Unity is very nice when it comes to putting one’s hand over the heart to salute the flag, but aside from that it’s kind of useless as long as two (or even three or four) sides have significant disagreements as to what constitutes doing what’s right.
That’s why I usually cringe when politicians say, “it’s the right thing to do,” or “We don’t do this because it’s against our values.” The whole process of politics involves hammering out what the “right thing” is and in establishing what our “values” are, since America is not founded on the laws of the Medes and the Persians, as mentioned in the Book of Daniel, “which altereth not.” Our “values” unlike our Constitution, constantly evolve.
But there is much room for “unity” when it comes to things that we can agree to oppose, like violence against racial groups or even against differing political parties. This week, after the horrific slaughter at the Tree of Life Synagogue, in Pittsburgh, the enduring film star Tom Hanks proved once again what a basically decent human being he is when he Twittered a picture of a sign at a church that said, “Love They Neighbor. No exceptions.” Hanks exudes this decency in most of his film roles, and even when I disagree with him politically, which is almost always, I think to myself, “I’d love to know the man.”
I was reminded earlier this week that there are tasteful, classy ways of disagreeing with one’s political adversaries and tasteless, classless ways of expressing such disagreement.
Somebody brought my attention to the fact that one of the political organizations at the Grand Avenue Street Festival (I won’t mention the name, in order to avoid inflaming the matter) was selling a t-shirt that depicted the shirt being hit by a bullet and a splash of red blood and the words: “(Political party’s name) Lawlessness, Corruption and Death.”
Given the current somewhat harsh political climate, it seems to me that such a t-shirt is not helpful. In my other life as an historian, I have read many times how, in the years following the American Civil War that the Republican party, in order to win national elections, would paint the Democrats—many of whom had been Confederate sympathizers—as the party of “Rum, Romanism and Rebellion.” I’m guessing that some of them were Catholics and liked to take a drink from time to time.
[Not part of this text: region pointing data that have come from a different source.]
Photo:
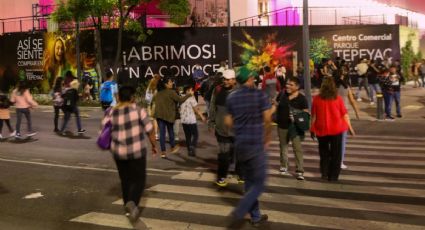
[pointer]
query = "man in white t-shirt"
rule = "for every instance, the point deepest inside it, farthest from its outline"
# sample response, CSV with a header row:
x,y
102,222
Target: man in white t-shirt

This style of campaigning was known as “Waving the bloody shirt.” It won many elections.
It is sad to think that “waving the bloody shirt” has gotten a modern day revival, although I know that it’s true. No party or faction has a monopoly on decency, truth, the right values or patriotism.
There is no more room for “the party of Lawlessness, Corruption and Death” than there was for “the basket of deplorables,” when a certain presidential candidate used that term about the people that were going to vote against her.
We should come together where our values intersect, to condemn mindless savagery, to let everyone have their say, even when we disagree with them (especially when we do) and to fight our battles at the ballot box.
The only red shirt that we should wave is one that says, “I have voted.”